Figure 5. Identification of the interacting proteins of HBc.

(A) A schematic diagram of the CoIP experiment for enriching the HBc interacting proteins. (B) The distribution of potential HBc interacting proteins is shown in the scatter plot with a cut-off transformed log10 intensity > 4. The highlighted dots represent some potential candidates in this study. (C) The KEGG annotation revealed the pathways regulated by HBc. (D) Graphical demonstration of the predominant enzymes that bind HBc and their involvement in the metabolic pathways. (E) MS information of the HBc interacting proteins.

Figure 6. Identification of the transcriptional regulation effect of MLX.

(A) The MLX relative abundance was represented by the monoisotopic m/z values of the detected peptide of MLX. (B) MLX expression was detected by western blotting. (C) Primers were designed according to MLX binding motifs. (D) ChIP-qPCR results showed that MLX regulated the expression of differentially expressed proteins (*p < 0.001). (E) The expression of MLX-regulated genes was detected by real-time PCR (*p < 0.05).

Figure 7. Summary of the variation of metabolic pathways induced by HBc.

Metabolites and enzymes shown in red indicate higher expression levels and direct interaction with HBc or MLX. Enzymes without significant changes are marked in blue. *PGK1 expression was significantly increased in the proteomics data, but the interaction between PGK1 and MLX is still unclear.
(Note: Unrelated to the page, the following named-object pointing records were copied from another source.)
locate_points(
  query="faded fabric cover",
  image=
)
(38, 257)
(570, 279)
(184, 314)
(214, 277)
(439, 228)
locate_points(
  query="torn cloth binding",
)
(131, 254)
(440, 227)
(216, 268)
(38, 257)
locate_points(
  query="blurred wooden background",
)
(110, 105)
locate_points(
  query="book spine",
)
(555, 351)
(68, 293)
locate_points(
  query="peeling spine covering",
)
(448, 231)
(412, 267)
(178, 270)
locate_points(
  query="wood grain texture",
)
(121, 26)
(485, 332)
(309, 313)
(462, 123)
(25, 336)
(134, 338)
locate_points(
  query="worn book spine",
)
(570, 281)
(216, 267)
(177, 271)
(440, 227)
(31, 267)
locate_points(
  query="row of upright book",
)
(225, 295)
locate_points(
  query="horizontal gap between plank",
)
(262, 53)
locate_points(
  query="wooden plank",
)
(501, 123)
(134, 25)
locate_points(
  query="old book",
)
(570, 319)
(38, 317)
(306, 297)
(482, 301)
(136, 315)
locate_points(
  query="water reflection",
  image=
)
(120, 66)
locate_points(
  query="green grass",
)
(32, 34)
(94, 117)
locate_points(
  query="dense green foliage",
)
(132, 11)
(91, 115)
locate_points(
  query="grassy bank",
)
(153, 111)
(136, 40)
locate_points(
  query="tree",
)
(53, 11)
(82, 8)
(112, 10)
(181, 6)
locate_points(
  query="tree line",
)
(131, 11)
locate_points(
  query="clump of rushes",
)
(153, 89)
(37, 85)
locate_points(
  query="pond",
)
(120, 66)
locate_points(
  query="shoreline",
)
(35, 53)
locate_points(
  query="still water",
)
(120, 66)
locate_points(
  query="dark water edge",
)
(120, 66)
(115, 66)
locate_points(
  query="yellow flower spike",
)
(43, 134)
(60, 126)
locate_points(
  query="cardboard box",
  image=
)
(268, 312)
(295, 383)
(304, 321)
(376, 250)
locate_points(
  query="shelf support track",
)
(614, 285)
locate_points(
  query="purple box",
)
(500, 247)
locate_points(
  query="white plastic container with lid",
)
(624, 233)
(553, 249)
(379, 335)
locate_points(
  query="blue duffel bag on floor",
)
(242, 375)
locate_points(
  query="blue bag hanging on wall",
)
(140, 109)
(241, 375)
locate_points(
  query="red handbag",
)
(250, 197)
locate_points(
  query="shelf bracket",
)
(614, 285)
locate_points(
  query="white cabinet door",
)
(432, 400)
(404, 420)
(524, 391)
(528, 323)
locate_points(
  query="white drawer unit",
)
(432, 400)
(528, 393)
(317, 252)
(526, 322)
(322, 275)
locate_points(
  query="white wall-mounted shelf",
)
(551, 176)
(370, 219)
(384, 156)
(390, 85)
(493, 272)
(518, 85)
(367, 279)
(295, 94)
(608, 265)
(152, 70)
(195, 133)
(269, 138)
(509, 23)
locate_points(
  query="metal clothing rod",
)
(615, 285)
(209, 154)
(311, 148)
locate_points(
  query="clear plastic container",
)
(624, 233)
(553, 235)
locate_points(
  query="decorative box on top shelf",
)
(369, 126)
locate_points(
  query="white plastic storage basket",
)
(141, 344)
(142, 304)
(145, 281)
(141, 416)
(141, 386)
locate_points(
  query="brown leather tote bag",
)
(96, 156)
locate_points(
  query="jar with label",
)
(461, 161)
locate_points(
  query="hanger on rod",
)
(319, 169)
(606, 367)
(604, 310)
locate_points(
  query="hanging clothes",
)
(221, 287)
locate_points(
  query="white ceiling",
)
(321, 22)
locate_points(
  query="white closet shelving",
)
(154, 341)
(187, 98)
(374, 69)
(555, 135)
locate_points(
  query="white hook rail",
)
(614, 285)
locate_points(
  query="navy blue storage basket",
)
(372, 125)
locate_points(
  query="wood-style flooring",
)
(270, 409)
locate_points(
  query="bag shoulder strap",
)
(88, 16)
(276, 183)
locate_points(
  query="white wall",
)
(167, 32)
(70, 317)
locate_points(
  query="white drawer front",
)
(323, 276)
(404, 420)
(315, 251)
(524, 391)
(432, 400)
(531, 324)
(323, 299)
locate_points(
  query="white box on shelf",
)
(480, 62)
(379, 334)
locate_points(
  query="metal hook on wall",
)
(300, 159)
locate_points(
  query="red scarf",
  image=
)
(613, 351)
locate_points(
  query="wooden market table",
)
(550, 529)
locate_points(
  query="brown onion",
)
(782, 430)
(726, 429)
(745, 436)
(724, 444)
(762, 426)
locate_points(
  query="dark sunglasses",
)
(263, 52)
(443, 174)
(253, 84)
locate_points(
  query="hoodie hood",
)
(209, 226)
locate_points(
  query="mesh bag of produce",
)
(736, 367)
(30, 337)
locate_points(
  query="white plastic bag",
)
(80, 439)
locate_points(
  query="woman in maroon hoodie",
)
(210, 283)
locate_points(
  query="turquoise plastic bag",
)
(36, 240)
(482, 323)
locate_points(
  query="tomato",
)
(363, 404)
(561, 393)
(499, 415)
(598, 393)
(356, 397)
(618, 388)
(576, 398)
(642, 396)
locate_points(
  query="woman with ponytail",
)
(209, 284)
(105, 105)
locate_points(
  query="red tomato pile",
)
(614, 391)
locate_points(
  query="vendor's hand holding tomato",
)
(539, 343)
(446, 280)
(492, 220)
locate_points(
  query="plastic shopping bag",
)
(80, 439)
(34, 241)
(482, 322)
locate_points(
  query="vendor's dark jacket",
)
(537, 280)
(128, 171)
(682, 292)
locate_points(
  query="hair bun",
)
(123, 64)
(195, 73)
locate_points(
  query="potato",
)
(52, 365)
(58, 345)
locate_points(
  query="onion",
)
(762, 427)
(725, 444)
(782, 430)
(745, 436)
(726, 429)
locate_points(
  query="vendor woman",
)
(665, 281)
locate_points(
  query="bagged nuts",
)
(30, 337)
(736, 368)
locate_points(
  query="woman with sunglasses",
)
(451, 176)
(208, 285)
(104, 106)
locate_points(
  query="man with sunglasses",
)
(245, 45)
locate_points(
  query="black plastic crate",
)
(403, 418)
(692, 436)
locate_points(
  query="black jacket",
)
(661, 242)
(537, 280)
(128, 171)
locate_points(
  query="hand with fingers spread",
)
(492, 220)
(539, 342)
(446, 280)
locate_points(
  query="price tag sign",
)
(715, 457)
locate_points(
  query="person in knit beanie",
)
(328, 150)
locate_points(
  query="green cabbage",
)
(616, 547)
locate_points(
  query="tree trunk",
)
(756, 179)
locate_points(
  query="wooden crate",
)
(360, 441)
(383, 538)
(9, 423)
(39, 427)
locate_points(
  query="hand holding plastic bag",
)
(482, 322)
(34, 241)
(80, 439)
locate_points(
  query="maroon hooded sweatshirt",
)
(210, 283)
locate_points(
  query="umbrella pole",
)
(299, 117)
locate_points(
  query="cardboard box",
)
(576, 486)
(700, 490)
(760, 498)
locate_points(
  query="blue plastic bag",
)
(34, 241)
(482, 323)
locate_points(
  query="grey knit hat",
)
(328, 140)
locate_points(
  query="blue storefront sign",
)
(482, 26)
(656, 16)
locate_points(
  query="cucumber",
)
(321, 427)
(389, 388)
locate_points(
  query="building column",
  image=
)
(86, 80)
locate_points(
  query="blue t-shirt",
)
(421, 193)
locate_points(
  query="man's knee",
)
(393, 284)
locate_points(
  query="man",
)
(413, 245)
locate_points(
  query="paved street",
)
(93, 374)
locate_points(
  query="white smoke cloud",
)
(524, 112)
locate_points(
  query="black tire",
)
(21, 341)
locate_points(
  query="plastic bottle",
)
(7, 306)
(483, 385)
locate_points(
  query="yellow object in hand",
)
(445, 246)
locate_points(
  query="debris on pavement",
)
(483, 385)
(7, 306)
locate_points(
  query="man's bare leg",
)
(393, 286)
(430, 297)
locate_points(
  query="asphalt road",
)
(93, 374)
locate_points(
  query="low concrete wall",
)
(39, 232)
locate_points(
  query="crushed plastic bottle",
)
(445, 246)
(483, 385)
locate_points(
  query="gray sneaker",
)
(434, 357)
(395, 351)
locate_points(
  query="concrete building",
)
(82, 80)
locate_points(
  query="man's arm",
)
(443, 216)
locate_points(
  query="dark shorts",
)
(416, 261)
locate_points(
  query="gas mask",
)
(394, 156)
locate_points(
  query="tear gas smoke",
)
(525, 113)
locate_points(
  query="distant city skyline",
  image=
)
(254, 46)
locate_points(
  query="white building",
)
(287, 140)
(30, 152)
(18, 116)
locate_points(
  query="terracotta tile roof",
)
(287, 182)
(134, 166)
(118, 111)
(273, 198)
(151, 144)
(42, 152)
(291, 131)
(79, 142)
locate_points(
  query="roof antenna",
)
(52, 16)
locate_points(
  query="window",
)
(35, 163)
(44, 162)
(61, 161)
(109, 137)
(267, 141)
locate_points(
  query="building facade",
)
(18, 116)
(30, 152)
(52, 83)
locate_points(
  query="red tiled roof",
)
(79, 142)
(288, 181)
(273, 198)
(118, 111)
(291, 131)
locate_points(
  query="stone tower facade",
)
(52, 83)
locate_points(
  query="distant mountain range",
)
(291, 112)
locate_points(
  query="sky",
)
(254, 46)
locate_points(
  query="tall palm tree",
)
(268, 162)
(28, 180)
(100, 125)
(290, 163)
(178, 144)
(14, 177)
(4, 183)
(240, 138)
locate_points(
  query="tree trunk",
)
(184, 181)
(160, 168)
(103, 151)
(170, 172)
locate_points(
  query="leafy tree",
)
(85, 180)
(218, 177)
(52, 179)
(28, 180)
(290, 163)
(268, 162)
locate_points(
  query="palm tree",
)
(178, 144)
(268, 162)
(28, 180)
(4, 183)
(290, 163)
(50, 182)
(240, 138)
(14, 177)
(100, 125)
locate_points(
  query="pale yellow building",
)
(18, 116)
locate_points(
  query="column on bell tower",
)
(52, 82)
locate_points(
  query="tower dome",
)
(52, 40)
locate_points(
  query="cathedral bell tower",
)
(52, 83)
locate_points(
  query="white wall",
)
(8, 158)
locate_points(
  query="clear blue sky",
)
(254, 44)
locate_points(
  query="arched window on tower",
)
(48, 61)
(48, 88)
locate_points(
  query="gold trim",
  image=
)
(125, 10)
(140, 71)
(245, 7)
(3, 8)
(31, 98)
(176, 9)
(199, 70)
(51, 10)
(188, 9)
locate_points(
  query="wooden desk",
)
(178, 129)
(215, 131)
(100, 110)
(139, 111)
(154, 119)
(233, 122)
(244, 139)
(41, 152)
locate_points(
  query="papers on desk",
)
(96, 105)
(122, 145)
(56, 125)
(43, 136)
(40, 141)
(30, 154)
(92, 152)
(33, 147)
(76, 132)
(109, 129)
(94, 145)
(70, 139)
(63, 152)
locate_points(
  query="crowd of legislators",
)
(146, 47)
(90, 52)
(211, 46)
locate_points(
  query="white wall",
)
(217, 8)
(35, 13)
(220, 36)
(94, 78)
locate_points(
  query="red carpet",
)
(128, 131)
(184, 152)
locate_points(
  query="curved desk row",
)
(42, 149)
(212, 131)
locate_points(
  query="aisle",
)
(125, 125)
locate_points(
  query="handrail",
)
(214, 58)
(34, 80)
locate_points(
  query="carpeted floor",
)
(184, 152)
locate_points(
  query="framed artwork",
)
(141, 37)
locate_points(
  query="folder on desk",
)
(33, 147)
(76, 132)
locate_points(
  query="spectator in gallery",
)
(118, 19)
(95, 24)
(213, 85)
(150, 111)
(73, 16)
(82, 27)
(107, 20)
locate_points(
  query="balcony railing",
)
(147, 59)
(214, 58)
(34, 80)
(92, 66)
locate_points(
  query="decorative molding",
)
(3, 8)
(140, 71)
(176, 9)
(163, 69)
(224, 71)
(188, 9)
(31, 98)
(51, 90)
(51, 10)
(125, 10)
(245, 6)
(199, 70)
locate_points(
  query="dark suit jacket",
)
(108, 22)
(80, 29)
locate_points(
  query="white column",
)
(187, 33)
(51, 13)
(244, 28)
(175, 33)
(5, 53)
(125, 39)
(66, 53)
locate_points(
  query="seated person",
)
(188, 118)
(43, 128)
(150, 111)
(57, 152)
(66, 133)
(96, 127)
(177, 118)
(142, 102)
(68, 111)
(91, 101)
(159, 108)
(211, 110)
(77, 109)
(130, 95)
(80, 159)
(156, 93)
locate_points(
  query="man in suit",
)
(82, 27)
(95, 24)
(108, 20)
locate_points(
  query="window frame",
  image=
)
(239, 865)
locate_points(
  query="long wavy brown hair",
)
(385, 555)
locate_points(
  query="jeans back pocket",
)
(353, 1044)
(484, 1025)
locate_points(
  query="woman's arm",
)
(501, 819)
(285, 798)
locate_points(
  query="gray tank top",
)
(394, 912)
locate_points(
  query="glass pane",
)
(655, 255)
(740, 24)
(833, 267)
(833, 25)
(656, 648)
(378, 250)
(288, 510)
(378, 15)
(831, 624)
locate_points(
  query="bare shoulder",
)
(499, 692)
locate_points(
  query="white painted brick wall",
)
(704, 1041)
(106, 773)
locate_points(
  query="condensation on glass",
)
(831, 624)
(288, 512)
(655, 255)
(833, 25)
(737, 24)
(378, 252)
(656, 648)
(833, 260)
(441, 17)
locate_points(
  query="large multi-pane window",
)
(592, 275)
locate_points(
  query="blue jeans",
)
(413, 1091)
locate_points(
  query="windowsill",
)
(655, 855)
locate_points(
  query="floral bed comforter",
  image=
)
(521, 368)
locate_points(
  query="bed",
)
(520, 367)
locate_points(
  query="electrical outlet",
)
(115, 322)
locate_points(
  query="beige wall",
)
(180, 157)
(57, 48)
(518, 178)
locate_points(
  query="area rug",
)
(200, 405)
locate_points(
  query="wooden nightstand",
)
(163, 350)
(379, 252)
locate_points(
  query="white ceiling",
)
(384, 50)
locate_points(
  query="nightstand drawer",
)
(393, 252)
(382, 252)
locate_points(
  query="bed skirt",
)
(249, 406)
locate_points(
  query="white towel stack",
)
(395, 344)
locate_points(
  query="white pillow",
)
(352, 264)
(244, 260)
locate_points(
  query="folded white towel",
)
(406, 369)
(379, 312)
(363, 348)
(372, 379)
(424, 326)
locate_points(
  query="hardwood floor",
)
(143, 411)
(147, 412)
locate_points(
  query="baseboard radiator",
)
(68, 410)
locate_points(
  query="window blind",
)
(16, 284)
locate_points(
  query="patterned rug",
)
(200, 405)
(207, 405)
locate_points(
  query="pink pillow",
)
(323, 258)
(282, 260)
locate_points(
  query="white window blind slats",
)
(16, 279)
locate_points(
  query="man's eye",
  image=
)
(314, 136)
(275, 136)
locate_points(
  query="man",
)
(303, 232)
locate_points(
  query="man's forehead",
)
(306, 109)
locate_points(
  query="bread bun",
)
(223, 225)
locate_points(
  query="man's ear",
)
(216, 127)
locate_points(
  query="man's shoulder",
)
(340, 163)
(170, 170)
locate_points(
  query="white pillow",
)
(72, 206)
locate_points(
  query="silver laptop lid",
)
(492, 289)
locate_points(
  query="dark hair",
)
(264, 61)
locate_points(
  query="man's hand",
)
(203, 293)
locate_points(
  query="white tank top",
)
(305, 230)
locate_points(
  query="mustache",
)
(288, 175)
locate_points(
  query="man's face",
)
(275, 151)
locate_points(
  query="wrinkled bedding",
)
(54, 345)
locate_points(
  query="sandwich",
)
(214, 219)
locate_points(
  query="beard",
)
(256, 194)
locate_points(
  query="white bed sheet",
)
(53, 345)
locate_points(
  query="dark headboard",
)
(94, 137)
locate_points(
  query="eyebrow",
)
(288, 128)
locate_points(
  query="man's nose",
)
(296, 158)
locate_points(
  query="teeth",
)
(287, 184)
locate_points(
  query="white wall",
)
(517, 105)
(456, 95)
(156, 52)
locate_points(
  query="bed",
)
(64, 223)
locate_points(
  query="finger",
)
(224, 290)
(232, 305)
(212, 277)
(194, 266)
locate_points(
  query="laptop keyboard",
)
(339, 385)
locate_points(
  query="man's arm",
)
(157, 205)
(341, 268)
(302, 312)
Abbreviations: G6P, glucose-6-phosphate; F6P, fructose-6-phosphate; 3 PG, glyceraldehyde-3-phosphate; GC3P, 3-phosphoglyceric acid; PEP, phosphoenolpyruvate; OAA, oxaloacetate; 3PHP, 3-phosphohydroxypyruvate; P-serine, phosphatidylserine; 2-OG, 2-oxoglutarate; THF, tetrahydrofolate; me-THF; 5,10-methylene-THF; F-THF, 10-formyltetrahydrofolate; GSH, glutathione.